Ora, non so se voi vi ricordate

ma parliamo dello stesso Gesù che “non ha un posto dove posare il capo“: di che glorificazione sta a parla?
La vita di Gesù non ha niente a che vedere con ciò che mi aspetto io quando si parla di “Gloria & Onori“.
E qui ognuno di noi è costretto ad ammettere che qualcosa ci sfugge: che il metro di misura di Dio non ha nulla a che vedere con il nostro.

Allora non stupisce

che anche i conteggi più semplici, quelli di convenienza, quelli di soldi, sono totalmente sballati di fronte a Lui.
Maria, che sembra avere una sintonia tutta speciale col suo Gesù, fa una cosa sconvolgente: un regalo inutile, uno spreco.
Lo potremmo paragonare ad un mazzo di fiori che appassisce dopo qualche giorno, o come usare il corredo della trisavola tessuto a mano, tramandato di generazioni, senza aver paura che vi si rovesci sopra il caffè. Insomma, una di quelle cose che oltre al piacerci, in ogni caso fanno irrimediabilmente attivare in noi la calcolatrice automatica per valutare i “danni” e gli sprechi in corso.
E mentre, a maggior ragione, mi aspetterei da Gesù un calcolo così ovvio, un discorsetto dove mette al centro il suo amato “prossimo“, accompagnato magari da una sonora sgridata a Maria-la-sprecona che si crede che possa esistere qualcosa di materiale all’altezza di Dio, ecco che come al solito Lui sciocca tutti.

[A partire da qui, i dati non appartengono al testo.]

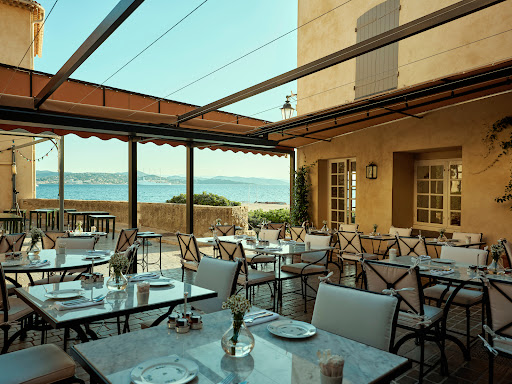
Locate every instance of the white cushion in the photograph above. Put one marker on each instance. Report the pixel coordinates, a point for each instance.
(40, 364)
(298, 268)
(464, 296)
(354, 257)
(349, 227)
(475, 238)
(256, 277)
(313, 257)
(318, 240)
(359, 315)
(393, 231)
(464, 255)
(269, 234)
(260, 258)
(219, 276)
(189, 264)
(76, 242)
(412, 320)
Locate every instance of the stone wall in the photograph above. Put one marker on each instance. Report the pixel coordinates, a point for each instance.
(163, 216)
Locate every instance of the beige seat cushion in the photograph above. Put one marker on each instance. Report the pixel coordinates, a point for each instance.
(260, 258)
(55, 279)
(17, 309)
(503, 345)
(464, 296)
(297, 268)
(192, 265)
(41, 364)
(354, 257)
(256, 277)
(411, 320)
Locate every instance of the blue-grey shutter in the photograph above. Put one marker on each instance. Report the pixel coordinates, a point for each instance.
(377, 71)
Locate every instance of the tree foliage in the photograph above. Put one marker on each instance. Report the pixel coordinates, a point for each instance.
(300, 209)
(495, 138)
(204, 199)
(274, 216)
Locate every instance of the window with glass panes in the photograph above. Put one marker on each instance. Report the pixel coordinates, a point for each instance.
(342, 192)
(438, 193)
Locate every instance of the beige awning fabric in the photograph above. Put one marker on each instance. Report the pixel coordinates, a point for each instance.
(79, 99)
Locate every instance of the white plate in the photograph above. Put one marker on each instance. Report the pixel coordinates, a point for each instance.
(12, 263)
(291, 329)
(162, 370)
(93, 257)
(160, 282)
(65, 293)
(443, 261)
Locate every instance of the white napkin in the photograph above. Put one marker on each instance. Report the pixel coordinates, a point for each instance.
(62, 306)
(38, 264)
(261, 320)
(145, 276)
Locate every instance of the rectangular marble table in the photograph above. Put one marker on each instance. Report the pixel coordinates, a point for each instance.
(117, 303)
(273, 359)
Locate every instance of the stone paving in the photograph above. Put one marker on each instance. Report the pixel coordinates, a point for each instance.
(461, 371)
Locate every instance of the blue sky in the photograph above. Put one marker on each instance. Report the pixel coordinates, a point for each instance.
(218, 32)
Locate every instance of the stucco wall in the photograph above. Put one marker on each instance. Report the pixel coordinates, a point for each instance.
(25, 178)
(15, 36)
(163, 216)
(336, 31)
(462, 126)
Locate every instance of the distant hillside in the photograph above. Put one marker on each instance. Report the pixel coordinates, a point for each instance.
(50, 177)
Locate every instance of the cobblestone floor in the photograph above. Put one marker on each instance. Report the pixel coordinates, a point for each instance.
(461, 371)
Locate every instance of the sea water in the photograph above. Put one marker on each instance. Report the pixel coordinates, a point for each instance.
(160, 193)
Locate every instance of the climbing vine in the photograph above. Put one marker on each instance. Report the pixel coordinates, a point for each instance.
(497, 137)
(300, 209)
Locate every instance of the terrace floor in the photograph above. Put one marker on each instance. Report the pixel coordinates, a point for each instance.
(461, 371)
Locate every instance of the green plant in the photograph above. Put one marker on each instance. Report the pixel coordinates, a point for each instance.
(494, 138)
(300, 208)
(274, 216)
(204, 199)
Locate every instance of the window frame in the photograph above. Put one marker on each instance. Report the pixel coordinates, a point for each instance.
(446, 163)
(347, 187)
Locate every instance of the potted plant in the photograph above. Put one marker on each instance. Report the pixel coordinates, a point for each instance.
(36, 234)
(118, 264)
(238, 341)
(496, 252)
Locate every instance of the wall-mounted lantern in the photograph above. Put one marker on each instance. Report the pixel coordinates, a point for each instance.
(371, 171)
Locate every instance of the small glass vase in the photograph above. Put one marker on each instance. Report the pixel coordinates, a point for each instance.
(34, 248)
(238, 341)
(496, 268)
(117, 282)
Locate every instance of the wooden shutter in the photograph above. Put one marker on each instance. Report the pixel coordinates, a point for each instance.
(377, 71)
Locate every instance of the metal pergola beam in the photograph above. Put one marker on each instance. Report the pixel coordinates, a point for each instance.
(110, 23)
(432, 20)
(52, 121)
(496, 78)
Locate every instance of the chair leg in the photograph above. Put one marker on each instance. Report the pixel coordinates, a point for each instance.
(422, 358)
(468, 329)
(491, 368)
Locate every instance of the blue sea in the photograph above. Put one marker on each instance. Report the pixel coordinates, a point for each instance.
(160, 193)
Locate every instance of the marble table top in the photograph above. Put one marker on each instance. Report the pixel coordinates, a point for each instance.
(273, 248)
(115, 304)
(273, 359)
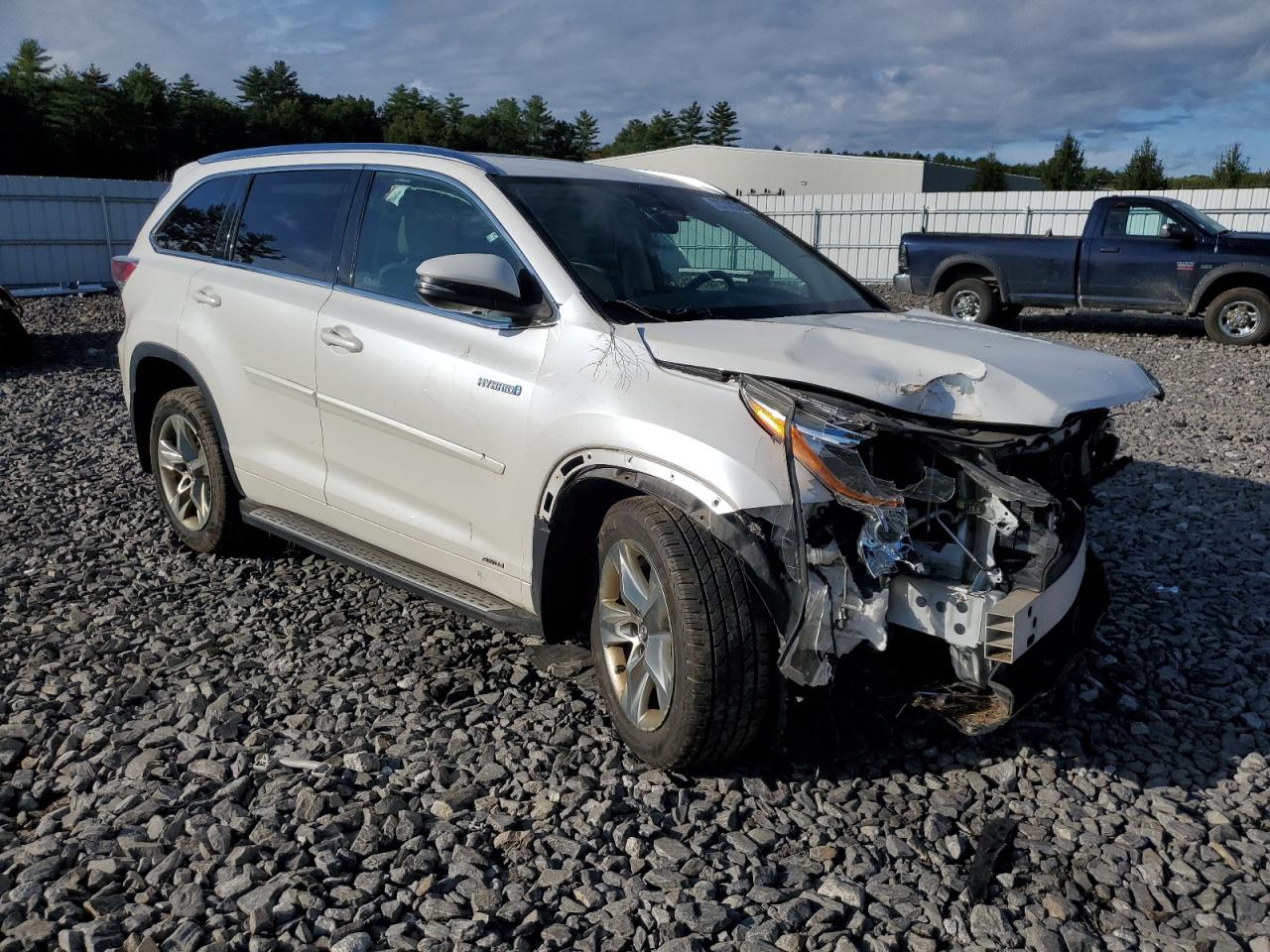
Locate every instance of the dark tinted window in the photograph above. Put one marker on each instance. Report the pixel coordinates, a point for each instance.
(291, 222)
(194, 222)
(411, 218)
(680, 253)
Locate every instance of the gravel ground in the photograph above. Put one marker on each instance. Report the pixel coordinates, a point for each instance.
(280, 753)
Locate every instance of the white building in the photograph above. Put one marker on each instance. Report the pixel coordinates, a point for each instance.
(761, 172)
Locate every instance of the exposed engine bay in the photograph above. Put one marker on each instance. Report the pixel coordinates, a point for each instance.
(970, 535)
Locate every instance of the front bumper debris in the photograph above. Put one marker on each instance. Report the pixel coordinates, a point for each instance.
(1010, 688)
(1005, 625)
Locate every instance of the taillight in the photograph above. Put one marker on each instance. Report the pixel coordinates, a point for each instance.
(122, 268)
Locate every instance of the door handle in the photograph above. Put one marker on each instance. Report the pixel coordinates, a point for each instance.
(340, 336)
(206, 296)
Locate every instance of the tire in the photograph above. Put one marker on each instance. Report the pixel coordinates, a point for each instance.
(1238, 316)
(970, 299)
(204, 516)
(722, 685)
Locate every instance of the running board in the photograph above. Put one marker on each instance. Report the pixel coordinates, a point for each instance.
(393, 569)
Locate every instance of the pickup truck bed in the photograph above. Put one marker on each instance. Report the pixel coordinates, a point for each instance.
(1135, 253)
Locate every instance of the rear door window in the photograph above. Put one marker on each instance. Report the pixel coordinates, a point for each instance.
(293, 220)
(194, 222)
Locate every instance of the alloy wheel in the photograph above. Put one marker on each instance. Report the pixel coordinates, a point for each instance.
(635, 635)
(966, 306)
(1238, 318)
(183, 475)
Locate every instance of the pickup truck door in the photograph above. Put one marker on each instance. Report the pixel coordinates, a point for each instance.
(1129, 263)
(423, 412)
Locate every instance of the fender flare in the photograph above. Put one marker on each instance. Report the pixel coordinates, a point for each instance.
(143, 439)
(739, 531)
(985, 263)
(1261, 271)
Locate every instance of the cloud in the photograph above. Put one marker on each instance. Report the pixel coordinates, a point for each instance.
(804, 73)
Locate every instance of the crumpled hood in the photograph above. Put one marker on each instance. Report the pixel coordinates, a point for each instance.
(919, 362)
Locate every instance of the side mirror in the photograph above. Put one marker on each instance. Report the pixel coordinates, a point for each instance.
(480, 285)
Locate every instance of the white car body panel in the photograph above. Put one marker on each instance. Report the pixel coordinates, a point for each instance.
(400, 444)
(258, 347)
(917, 362)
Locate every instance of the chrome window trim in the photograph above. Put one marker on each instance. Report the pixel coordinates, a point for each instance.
(492, 322)
(508, 324)
(390, 148)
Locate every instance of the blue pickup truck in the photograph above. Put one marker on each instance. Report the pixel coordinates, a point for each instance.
(1137, 254)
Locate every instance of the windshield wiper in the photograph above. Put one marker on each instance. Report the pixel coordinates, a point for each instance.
(653, 313)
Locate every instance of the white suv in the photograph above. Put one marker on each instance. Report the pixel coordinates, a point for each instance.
(568, 398)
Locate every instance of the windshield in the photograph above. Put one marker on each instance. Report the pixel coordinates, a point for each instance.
(1205, 221)
(653, 252)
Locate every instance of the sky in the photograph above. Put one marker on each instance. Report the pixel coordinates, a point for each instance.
(929, 75)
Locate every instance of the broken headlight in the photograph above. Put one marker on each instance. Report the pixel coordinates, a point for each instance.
(822, 442)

Lascia a Giuda la parte del brutto-cattivo:

quando nella realtà ognuno di noi avrebbe pensato esattamente la sua stessa obiezione.
Così immagino Gesù che sorride mentre Maria sparge l’unguento e mi sembra quasi che me la indichi con la mano: “una gioia!”.
No, non vuole da noi solo sacrifici e penitenze, anche se ci aiutano ad arrivare un gradino più vicini al Paradiso.
Perché l’amore che accomuna tutti i santi è sempre visibile da un’indizio: la felicità.
E questa felicità no, non passa per le cose materiali come gli unguenti costosi, ma passa tramite la cura, la premura, l’importanza dei gesti spontanei, quelli fatti senza calcolare i “danni“, quelli che hanno sì un valore materiale, ma soprattutto che gridano l’amore dell’anima.

Ogni giorno basta la sua pena, e di rimando ogni giorno ha la sua dose di gioia:

nostro dovere è riconoscerla, non lasciarla scivolare, cospargercela addosso perché il suo profumo si senta, inebri ogni luogo dove ci spostiamo. In questo cammino di quaresima, ricordiamoci di cospargere anche il nostro, di unguento!